We have all had to take a moment to absorb the distressing and truly awful recent events in America. The tragic death of George Floyd is a fierce reminder that unfortunately racism is a painful truth still very much in our world. The incident has left us shocked, angry, hurt and heartbroken.
Equality, diversity & inclusion is an important subject that we have considered carefully. Like everyone, we are reflecting and dealing with personal feelings and experiences on the issue of race and equality in our society. We do not want to be silent and this is something we cannot simply ignore.
It forces us to ask questions within ourselves and as an organisation about the impact of racism and discrimination, the ramifications of racist actions and the implications it has on our employees, registrants, partners and members of the public - especially those who are black and from ethnic minority backgrounds. We are consciously aware of its impact. This has highlighted the issue of discrimination and racial injustice as well as the need to stand up against it.
Racism and discrimination is a global issue. We must acknowledge that racism, discrimination and inequalities in various forms also happens in the UK. Racism and discrimination of any kind has no place in our society, and goes against our role in protecting the public.
Being silent on this matter only compounds the problem. As a regulator of health and care professionals we are conscious that we have a responsibility to use our influence and speak up in order for things to change.
Impact of COVID-19 on Black, Asian and Minority Ethnic (BAME) groups
If we needed any further evidence of the inequalities in our society, the statistics published by Public Health England (Disparities in the risk and outcomes of COVID-19) act as a stark reminder.

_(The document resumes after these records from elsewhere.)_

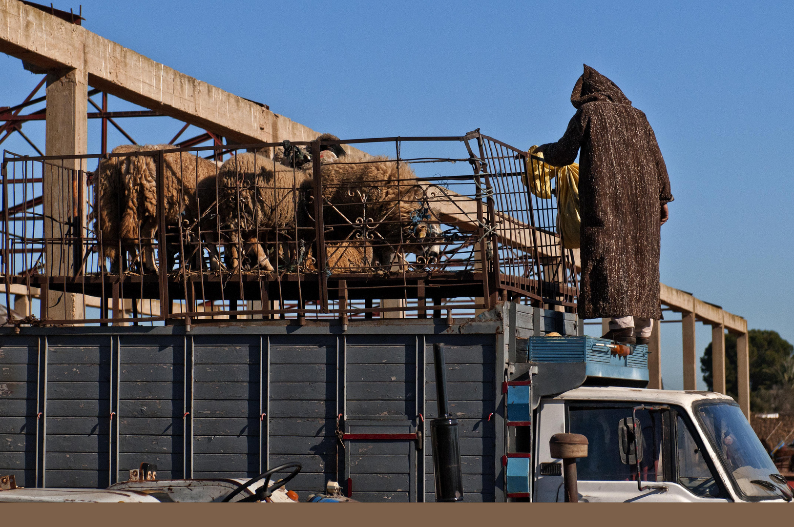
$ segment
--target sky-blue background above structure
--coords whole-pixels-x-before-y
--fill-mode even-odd
[[[87,29],[343,138],[556,140],[586,63],[647,114],[667,162],[662,282],[794,341],[792,3],[80,1]],[[3,105],[40,79],[5,55],[0,70]],[[122,123],[139,142],[179,129]],[[43,121],[24,131],[44,148]],[[127,141],[110,128],[108,142]],[[33,153],[17,134],[0,148]],[[699,354],[711,339],[699,324]],[[662,352],[665,387],[680,389],[680,325],[663,325]]]

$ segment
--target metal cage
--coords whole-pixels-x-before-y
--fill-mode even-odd
[[[479,129],[151,148],[4,152],[6,323],[575,311],[553,192],[522,182],[540,160]]]

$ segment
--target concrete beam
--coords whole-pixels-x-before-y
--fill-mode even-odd
[[[674,311],[694,313],[698,320],[706,324],[722,325],[728,331],[736,333],[747,332],[747,321],[742,317],[696,298],[689,293],[675,287],[660,284],[659,299],[662,304]]]
[[[648,387],[661,390],[661,325],[653,321],[653,329],[648,343]]]
[[[17,0],[0,0],[0,52],[43,71],[84,71],[90,86],[237,143],[310,140],[319,135],[264,105],[186,75]]]
[[[725,326],[711,326],[711,375],[712,391],[725,393]]]

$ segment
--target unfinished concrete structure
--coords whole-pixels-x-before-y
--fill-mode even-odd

These clearly highlight the disproportionate impact that COVID-19 has had on people from Black, Asian and Minority Ethnic (BAME) groups with death rates from this terrible virus highest amongst this group of people.
This coupled with recent events have heightened the strain currently being faced by the BAME community.
Our plan for equality, diversity and inclusion
We have been prompted to think about our organisation, our employees and registrants - what are we doing to tackle racism and discrimination and what are we doing to promote equality and diversity?
As an organisation we have been focusing on championing a better work environment and working lives, ensuring diversity and inclusion remains uppermost in everyone’s minds.
We have taken affirmative action to ensure a fair and inclusive working environment and have made Equality and diversity training mandatory. It is important for members of our organisation to be aware that we will never tolerate racial injustice and discrimination of any kind.
Our work on Equality, Diversity and Inclusion (EDI) is a key priority for the organisation including our Council. We have a commitment to being a fair and inclusive regulator. Our EDI action plan sets out our legal duties around EDI and the practical steps that we plan to take to implement this policy.
We intend that everybody should be equally able to access our services and be treated fairly and supported when doing so. Nobody should experience discrimination, harassment of victimisation when they interact with us.
Tackling racism and challenging discrimination
This is also clear in the Standards we expect of the health and care professionals on our Register. Our Standards of conduct, performance and ethics, for example, require all registrants to promote and protect the interests of service users and carers. This includes an expectation that they challenge discrimination. To not discriminate against service users, carers or colleagues by allowing personal views to affect professional relationships or the care, treatment or other services that they provide. Registrants must also challenge colleagues if they have discriminated against, or are discriminating against, service users, carers and colleagues.
Our standards also encourage registrants and members of the public to report any concerns about the safety and wellbeing of service users and support and encourage others to report concerns. We must ensure that we lead by example, and reflect these standards in all that we do.
This is only the start of the conversation and we acknowledge that as an organisation we need to do more. We need to keep learning and recognise the need for change.
We want to express our support for our black and ethnic minority registrants as well as our own staff and partner colleagues. Your voices, your lives, and your very existence in the health and care sector matters.